Le piège, c’est de raisonner en « salaire » comme à l’hôpital. Une infirmière libérale gagne entre 30 et 40 % de plus en brut qu’une salariée de même ancienneté, mais elle assume ses congés, sa prévoyance, sa complémentaire santé et sa retraite supplémentaire. Sur le chiffre d’affaires, 45 % partent en cotisations sociales, puis 34 % d’abattement ou vos charges réelles. Reste le revenu imposable, sur lequel le Fisc prélèvera encore entre 0 et 30 % selon votre tranche.

La bascule depuis un poste salarié: cette équation à ne pas sous-estimer

Si vous arrivez de l’hôpital ou d’une clinique, vous connaissez le métier mais probablement pas la solitude du libéral. La différence ne porte pas sur le soin; elle porte sur la gestion du temps, des stocks, des impayés, de la relation avec la CPAM, et de la comptabilité. Les six premiers mois ressemblent souvent à une longue négociation avec l’incertitude.

Un angle mort classique: le tarif conventionnel. En libéral, vous facturez à l’acte selon la nomenclature NGAP. Le prix de chaque soin est fixé, pas votre temps de trajet. En zone rurale, les déplacements pèsent lourd dans la rentabilité réelle. Rapporté au chiffre d’affaires prévisionnel divisé par les heures travaillées, trajets compris, le taux horaire effectif chute loin sous ce qu’on imagine. La zone d’installation devient alors une variable stratégique, pas un simple choix de confort.

Avant de tout quitter, beaucoup de soignants passent par une phase de réflexion plus large. Une clarification de projet professionnel via un bilan de compétences a le mérite de challenger les chiffres projetés, la viabilité territoriale et la compatibilité du rythme libéral avec votre vie familiale, même quand le métier ne change pas.

La retraite des IDEL se prépare dès la première année

La retraite des IDEL relève du régime des professions libérales non réglementées pour sa part de base, et de la CARPIMKO pour la complémentaire. Le niveau de pension final dépend de la durée et du montant de vos revenus déclarés: une carrière libérale courte ou hachée produit une retraite plus maigre qu’une carrière hospitalière complète. Les règles de cumul avec une activité salariée antérieure sont spécifiques, et pour les fonctionnaires le cumul emploi-retraite est soumis à des restrictions précises.

Questions fréquentes

Faut-il une autorisation particulière pour s’installer en zone sous-dotée?

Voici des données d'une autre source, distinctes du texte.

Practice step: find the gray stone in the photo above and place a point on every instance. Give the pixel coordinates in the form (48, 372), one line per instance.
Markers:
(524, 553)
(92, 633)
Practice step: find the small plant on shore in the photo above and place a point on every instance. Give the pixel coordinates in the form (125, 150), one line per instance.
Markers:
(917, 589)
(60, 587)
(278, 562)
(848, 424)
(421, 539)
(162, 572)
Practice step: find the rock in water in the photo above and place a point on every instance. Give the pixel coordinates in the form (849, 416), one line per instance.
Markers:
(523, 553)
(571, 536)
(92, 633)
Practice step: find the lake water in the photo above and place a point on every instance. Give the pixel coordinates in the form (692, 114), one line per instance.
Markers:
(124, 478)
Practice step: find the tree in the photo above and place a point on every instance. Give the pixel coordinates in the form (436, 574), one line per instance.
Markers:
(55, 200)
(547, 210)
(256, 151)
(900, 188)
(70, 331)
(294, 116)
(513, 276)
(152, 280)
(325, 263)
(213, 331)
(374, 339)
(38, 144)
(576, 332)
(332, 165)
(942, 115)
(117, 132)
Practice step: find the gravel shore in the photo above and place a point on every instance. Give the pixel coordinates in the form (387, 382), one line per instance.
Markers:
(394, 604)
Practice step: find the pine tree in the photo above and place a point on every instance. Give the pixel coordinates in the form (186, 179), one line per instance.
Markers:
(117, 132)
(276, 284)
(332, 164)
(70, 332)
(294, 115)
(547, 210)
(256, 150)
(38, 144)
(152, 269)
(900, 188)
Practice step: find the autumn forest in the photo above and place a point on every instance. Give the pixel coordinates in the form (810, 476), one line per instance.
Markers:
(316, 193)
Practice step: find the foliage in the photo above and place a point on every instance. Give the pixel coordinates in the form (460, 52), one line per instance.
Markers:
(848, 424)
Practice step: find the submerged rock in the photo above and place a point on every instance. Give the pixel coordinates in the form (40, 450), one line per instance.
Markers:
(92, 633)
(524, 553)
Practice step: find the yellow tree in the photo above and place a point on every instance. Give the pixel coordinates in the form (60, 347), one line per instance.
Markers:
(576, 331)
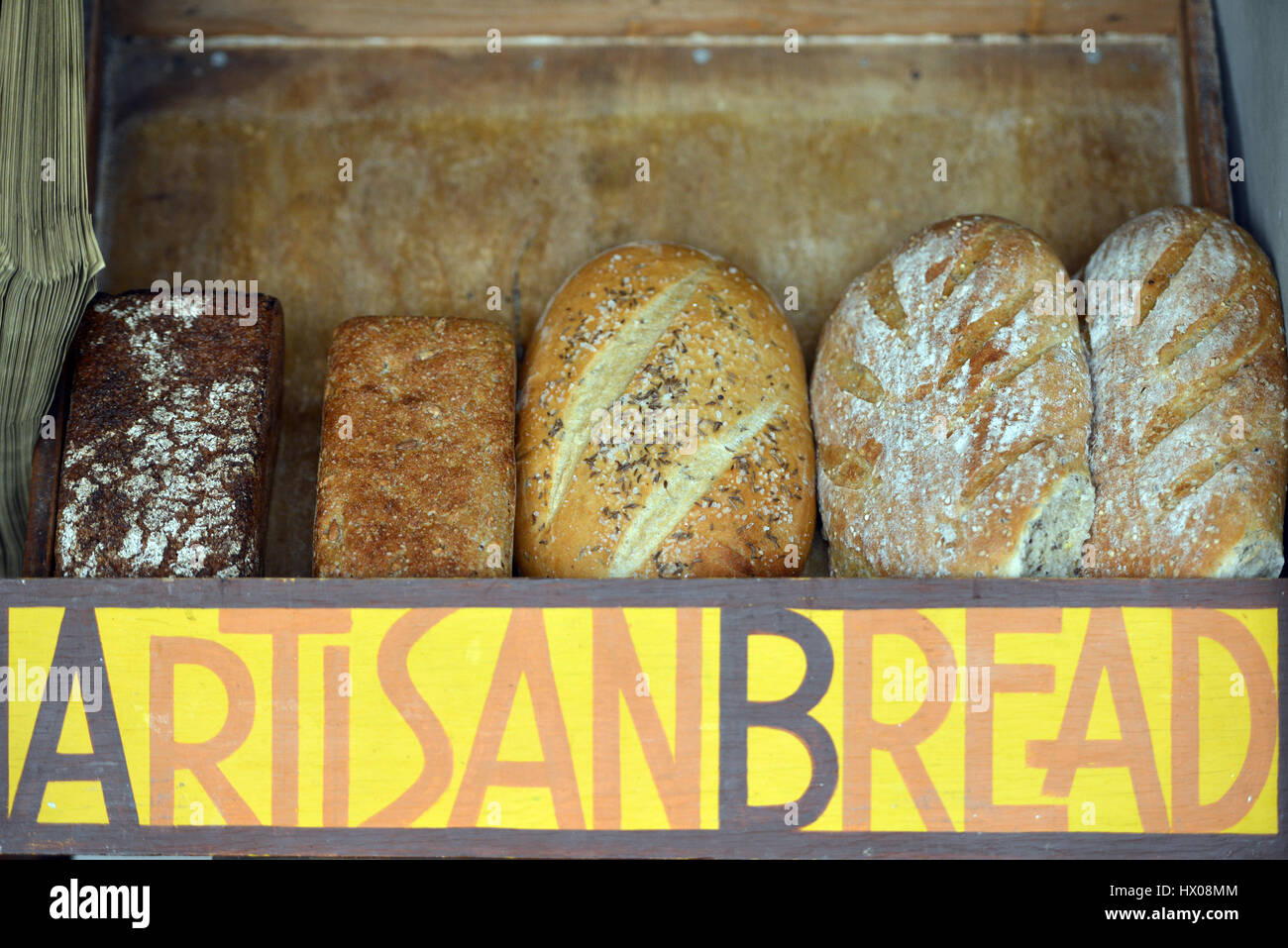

Non, aucune autorisation n’est requise, mais les aides conventionnelles sont conditionnées à une installation dans une zone éligible. La liste des zones est mise à jour régulièrement par les ARS. Rapprochez-vous de votre CPAM pour savoir si votre secteur d’installation vous permet de bénéficier des contrats incitatifs. Les zones très sous-dotées ouvrent droit au montant maximal des aides.

Peut-on conserver une activité salariée en parallèle du libéral?

Oui, le cumul est possible sous réserve de ne pas exercer une activité concurrente, de respecter les clauses d’exclusivité de votre contrat de travail, et de ne pas dépasser la durée maximale du travail. Le Regroupement des infirmiers libéraux exige toutefois une déclaration auprès de l’Ordre. Le cumul vous expose à un calcul de cotisations sociales plus complexe.

Quelles sont les obligations en matière de formation continue?

Les IDEL doivent satisfaire à l’obligation de développement professionnel continu, au même titre que les salariées. Ce parcours combine des actions de formation continue, d’analyse de pratiques et de gestion des risques. L’agence nationale du DPC valide les programmes. À défaut de DPC, le renouvellement de votre inscription ordinale peut être refusé.